La
Campaña, por Horacio González, para La Tecl@eñe
Fuente:
La
campaña de Cristina no es una “duranbabización de izquierda” figurada en los
manuales de procedimiento de los expertos en hacer “ganar” o “perder”
elecciones, o en el sentido común al que nos obligan Fantino o Lanata. La
campaña de Cristina contiene el germen potencialmente vivo de una asamblea o un
mitin de comuneros libres.
Una campaña política, conquista
y reafirma voluntades, mientras que la campaña militar busca desmontarle a los
otros sus nociones de organización y lucha. No hay allí un tercer opinante, los
electores, sino que las cosas se resuelven cuando alguna de las fuerzas bélicas
ocupa el centro de irradiación del enemigo por la potencia de sus medios
técnicos, intelectuales y beligerantes.
Sabemos las diferencias, pero no perdamos de vista los parecidos.

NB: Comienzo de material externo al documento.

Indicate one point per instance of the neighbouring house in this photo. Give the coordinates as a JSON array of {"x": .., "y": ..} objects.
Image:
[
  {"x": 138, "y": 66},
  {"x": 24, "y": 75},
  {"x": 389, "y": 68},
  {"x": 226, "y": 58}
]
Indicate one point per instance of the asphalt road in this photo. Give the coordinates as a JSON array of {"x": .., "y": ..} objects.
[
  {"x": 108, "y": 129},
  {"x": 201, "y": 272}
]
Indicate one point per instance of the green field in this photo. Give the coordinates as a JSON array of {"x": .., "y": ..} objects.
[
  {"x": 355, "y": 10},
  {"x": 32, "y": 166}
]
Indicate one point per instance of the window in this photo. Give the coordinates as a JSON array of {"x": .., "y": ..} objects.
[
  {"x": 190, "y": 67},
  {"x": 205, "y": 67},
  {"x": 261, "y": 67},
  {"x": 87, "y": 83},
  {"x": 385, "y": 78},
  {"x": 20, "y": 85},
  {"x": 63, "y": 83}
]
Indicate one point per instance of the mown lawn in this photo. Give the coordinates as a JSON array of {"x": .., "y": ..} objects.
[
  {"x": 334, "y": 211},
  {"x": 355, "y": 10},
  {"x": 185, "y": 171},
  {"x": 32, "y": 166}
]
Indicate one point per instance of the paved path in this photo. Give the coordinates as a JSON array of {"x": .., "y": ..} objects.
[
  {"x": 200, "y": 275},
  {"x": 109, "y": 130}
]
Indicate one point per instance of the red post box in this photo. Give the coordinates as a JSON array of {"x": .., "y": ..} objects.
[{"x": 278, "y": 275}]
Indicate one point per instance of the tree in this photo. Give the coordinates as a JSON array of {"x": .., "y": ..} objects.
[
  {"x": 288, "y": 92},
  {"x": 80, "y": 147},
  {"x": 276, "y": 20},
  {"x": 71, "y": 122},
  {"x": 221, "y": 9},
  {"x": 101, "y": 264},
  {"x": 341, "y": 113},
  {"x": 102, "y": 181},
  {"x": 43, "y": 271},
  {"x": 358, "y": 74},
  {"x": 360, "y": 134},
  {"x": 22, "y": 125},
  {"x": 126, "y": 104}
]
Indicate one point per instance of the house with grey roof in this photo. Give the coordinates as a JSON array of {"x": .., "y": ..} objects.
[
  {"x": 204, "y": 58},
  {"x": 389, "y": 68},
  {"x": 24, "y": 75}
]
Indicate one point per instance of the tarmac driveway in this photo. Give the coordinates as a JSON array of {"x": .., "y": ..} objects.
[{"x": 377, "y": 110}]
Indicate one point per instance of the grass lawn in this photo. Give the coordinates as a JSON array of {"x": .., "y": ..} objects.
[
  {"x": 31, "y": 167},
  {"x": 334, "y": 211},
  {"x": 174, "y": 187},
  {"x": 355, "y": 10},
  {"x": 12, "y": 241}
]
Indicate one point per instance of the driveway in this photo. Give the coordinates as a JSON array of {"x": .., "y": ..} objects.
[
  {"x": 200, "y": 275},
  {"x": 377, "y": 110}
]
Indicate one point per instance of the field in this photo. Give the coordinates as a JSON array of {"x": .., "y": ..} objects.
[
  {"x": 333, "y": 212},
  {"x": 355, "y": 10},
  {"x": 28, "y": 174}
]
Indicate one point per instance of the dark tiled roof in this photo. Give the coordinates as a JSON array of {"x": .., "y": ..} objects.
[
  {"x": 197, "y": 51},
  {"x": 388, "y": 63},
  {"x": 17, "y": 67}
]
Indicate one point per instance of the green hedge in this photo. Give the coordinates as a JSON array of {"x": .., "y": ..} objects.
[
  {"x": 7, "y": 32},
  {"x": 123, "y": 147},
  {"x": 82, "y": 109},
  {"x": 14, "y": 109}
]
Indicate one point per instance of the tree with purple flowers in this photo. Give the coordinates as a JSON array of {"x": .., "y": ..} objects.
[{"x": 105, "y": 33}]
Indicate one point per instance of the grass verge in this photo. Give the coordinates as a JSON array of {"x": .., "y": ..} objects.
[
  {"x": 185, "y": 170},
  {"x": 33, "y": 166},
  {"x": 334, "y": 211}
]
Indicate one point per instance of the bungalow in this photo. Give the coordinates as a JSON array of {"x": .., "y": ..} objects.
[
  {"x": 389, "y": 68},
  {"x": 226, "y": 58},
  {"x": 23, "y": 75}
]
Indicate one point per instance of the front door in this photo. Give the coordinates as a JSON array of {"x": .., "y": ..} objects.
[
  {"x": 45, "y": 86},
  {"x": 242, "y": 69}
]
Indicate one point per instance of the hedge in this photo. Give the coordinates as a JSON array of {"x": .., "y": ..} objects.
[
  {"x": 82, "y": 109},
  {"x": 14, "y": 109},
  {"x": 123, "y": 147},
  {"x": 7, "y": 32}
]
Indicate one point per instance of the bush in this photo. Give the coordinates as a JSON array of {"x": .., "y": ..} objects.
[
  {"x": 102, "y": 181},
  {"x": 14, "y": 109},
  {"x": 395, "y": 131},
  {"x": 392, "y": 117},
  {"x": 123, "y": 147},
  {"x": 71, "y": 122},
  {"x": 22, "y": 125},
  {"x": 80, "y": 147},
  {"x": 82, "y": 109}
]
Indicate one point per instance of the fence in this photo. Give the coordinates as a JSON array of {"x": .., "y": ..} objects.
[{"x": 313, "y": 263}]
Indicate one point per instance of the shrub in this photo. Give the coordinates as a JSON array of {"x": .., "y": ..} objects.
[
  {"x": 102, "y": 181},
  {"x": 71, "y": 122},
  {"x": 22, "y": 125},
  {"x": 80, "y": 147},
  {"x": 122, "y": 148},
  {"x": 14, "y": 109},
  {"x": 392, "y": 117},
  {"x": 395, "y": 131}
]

En una campaña, todo es significativo, gestos desapercibidos cobran singular
relieve y cálculos mayúsculos pueden pasar sin interés para la crónica. Se le
habla al pueblo de la nación a fin de atraer su atención, por lo tanto es un
tipo de mensaje que recubre de importancia al interlocutor, el candidato saluda
con más atención y hay que detenerse ante cualquier pregunta callejera, a
diferencia de un jefe de Estado, un gran Sindicalista o un Canciller, que
aunque puede hacerlo, no tiene en general tiempo para eso. Por eso una campaña
es un vasto teatro donde el candidato está a la intemperie, todos los elementos
que aparecen ante su vista se mueven a su paso o lo sensibilizan. No tiene
guardaespaldas o si los tiene no están en primer plano, con lo que una campaña
es también un tipo de Estado, pronuncia una forma de poder y decisión,
sobreentendiendo que si ésta tiene ámbitos cerrados o exclusivos, la campaña
ayuda a pensarlos por el envés.
Si se trata de poderes confidenciales la campaña ayuda a pensarlos
con mayor amenidad, y se configuran también más porosos. Y así, si se entiende
que el ejercicio del poder podría excluir una porción importante de la palabra
pública, ésta después podrá apreciarse si se eclipsa o se muestra rozagante
durante la campaña –a cielo abierto-. Pues no hay poder sin campaña ni campaña
si una idea de poder. Entonces, la campaña prefigura, adelanta, permite
visualizar cómo sería una orden o una decisión grave futura. Sin que nadie
necesite decirlo, la campaña anticipa los estilos con los cuales, si el
candidato sale elegido, ejercerá sus oficios.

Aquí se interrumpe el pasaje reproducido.